Corriere della Sera – 11 dicembre 2010, La lettera – Bondi: La Costituzione, le parole di Calamandrei e il vero responsabile dei tagli ai Beni culturali. Assente non giustificato alla prima, si giustifica: Calamandrei disse che “la nostra Costituzione è programmatica. Più che principi immediatamente vincolanti, conteneva un proposito di riforme, in ossequio ad una rivoluzione che si posticipava”. Ergo per la tutela recitata nell’art.9: “Non dice però come. Il tutto viene rinviato, per ogni altra questione, alle singole leggi ordinarie”. Ergo? Riconosce i tagli, ma non è lui il colpevole né l’”ottimo” Tremonti, ma, Prodi. All’accusa di avere “disertato” la prima oppone cose concrete, “il merito di avere approvato una riforma degli enti lirici” e per l’ambiente la difesa del Pincio e dell’Agro Romano. Condanna perciò la faziosità, l’intolleranza, “l’odio verso chi la pensa diversamente”.
I nostri operatori del Massimo hanno denunziato la politica dei tagli, leggendo lo stesso articolo 9.
Io avrei suggerito di ricordare soprattutto il motto, rimasto anonimo, che qualifica e giustifica l’esistenza di quel mostro architettonico dei Basile, padre e figlio (Illustrazione italiana, 6 giugno 1897, “detto Massimo, essendo per la sua vastità e capacità il terzo d’Europa, cioè vien subito dopo l’Opéra di Parigi e il Teatro dell’Opera imperiale di Vienna”): “L’arte rinnova i popoli e ne rivela la vita.

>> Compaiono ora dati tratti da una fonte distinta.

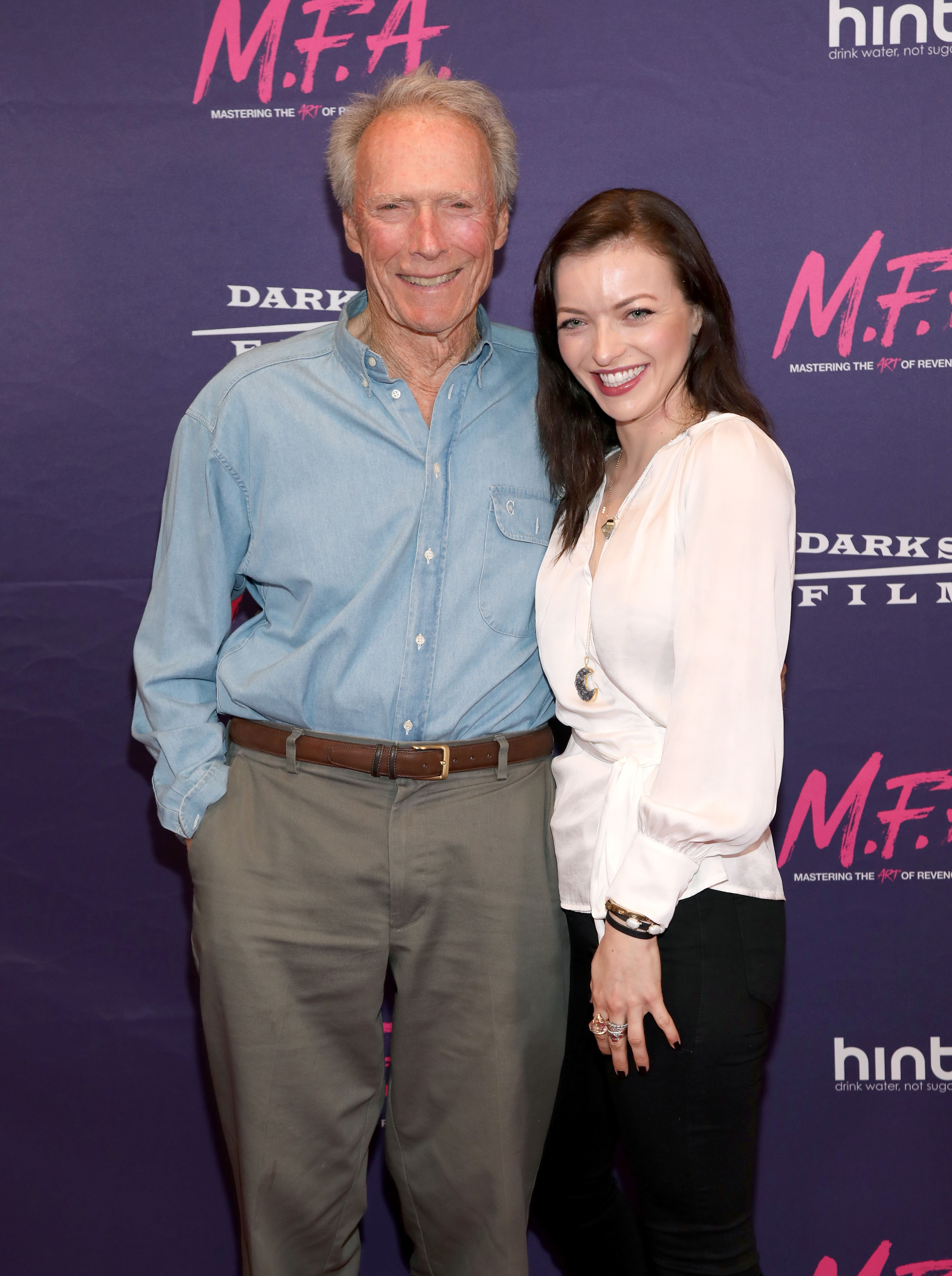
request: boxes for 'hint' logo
[830,0,952,49]
[833,1037,952,1081]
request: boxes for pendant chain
[575,448,621,700]
[601,448,621,514]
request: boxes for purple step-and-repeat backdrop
[0,0,952,1276]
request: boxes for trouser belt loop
[284,726,304,776]
[493,735,509,780]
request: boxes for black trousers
[532,891,785,1276]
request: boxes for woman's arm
[592,417,795,1072]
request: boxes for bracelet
[605,900,665,939]
[605,912,655,939]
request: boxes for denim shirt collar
[333,290,493,385]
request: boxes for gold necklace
[600,448,621,541]
[575,449,621,704]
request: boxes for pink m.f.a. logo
[813,1240,952,1276]
[773,231,952,359]
[192,0,449,102]
[777,753,952,873]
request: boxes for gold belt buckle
[410,744,449,780]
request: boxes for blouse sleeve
[609,416,795,926]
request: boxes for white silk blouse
[536,412,795,934]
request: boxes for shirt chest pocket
[480,484,553,638]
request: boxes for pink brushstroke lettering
[366,0,447,75]
[877,771,952,860]
[295,0,374,93]
[777,753,883,868]
[192,0,291,103]
[813,1240,888,1276]
[773,231,883,359]
[875,248,952,346]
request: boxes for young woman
[535,190,794,1276]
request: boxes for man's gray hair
[327,63,520,213]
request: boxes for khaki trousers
[189,747,568,1276]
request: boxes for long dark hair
[532,188,773,553]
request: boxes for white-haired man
[133,68,567,1276]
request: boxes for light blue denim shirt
[133,293,554,837]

Vano delle scene il diletto ove non miri a preparar l’avvenire“.
Per dirla tutta sui tempi che non mutano.
Re Umberto I ebbe a dichiarare: “Palermo aveva forse bisogno di un teatro così grande?”.

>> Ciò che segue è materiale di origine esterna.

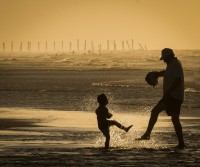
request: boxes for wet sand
[0,108,200,166]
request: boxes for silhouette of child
[96,93,133,149]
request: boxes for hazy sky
[0,0,200,49]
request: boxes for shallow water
[0,51,200,166]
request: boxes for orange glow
[0,0,200,49]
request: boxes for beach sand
[0,50,200,167]
[0,108,200,166]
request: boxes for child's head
[97,93,108,105]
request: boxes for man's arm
[163,77,181,98]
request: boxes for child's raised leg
[108,120,133,132]
[101,127,110,149]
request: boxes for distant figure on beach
[140,48,185,149]
[96,93,133,149]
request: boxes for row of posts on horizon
[2,40,147,52]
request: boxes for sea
[0,50,200,166]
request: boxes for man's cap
[160,48,174,60]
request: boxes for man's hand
[145,71,159,86]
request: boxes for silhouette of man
[140,48,185,149]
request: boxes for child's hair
[97,93,108,105]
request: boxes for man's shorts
[162,97,183,116]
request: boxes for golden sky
[0,0,200,49]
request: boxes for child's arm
[106,112,113,118]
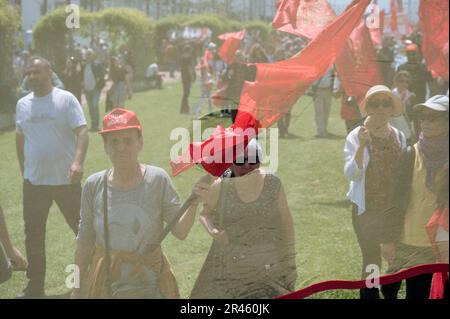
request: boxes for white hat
[361,85,403,117]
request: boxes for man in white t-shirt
[16,58,89,298]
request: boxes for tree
[0,0,20,85]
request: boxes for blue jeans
[84,89,100,130]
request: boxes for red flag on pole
[336,21,384,104]
[390,0,398,31]
[235,0,370,128]
[218,30,245,64]
[369,0,383,45]
[171,0,370,176]
[419,0,449,81]
[272,0,336,39]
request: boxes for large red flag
[235,0,370,128]
[336,21,384,104]
[218,30,245,64]
[272,0,336,39]
[390,0,398,31]
[419,0,449,81]
[171,0,370,176]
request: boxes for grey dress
[190,174,295,299]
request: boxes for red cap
[406,43,419,52]
[99,108,142,134]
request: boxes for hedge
[33,8,155,78]
[33,7,96,73]
[100,8,156,79]
[0,0,21,83]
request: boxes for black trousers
[352,204,383,299]
[23,180,81,294]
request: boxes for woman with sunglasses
[344,85,406,299]
[389,71,416,144]
[381,95,449,299]
[191,140,297,299]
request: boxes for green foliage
[184,14,229,39]
[100,8,155,78]
[0,0,20,82]
[33,8,155,78]
[33,7,97,73]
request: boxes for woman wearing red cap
[73,109,202,298]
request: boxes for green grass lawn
[0,83,370,298]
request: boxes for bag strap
[217,178,231,230]
[103,169,112,299]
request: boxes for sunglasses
[234,157,259,166]
[367,99,393,109]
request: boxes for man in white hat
[381,95,449,299]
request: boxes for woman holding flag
[191,140,297,299]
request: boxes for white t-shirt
[16,88,86,185]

Il quotidiano La Sicilia Cattolica (15-16 maggio 1897) andò giù più pesante: “L’opera dell’iniquità fu consumata, e domani sera, dopo 33 anni dacché se ne discusse nel Consiglio Comunale di Palermo, s’inaugurerà il Teatro Massimo V.E. S’inaugurerà questo teatro maledetto che sorge sulle rovine delle chiese delle Stimmate, di S. Giuliano, di S. Marta, della monumentale di S. Agata di Scorrugi; e sui ruderi di due illustri e famosi Monasteri con vere opere d’arte; s’inaugurerà con lo sperpero di circa sette milioni che sono sangue del popolo; s’inaugurerà quando tra noi i poveri ammalati non trovano posto all’ospedale”. Ci mancava che non si chiamasse in ballo il popolo cafone che moriva di mancanza di sanità a causa del Massimo, come oggi gli Italiani non mangiano a causa dello sperpero della cultura. Lode agli obesi e alle tonnellate di cibo che ingrassano pure le discariche!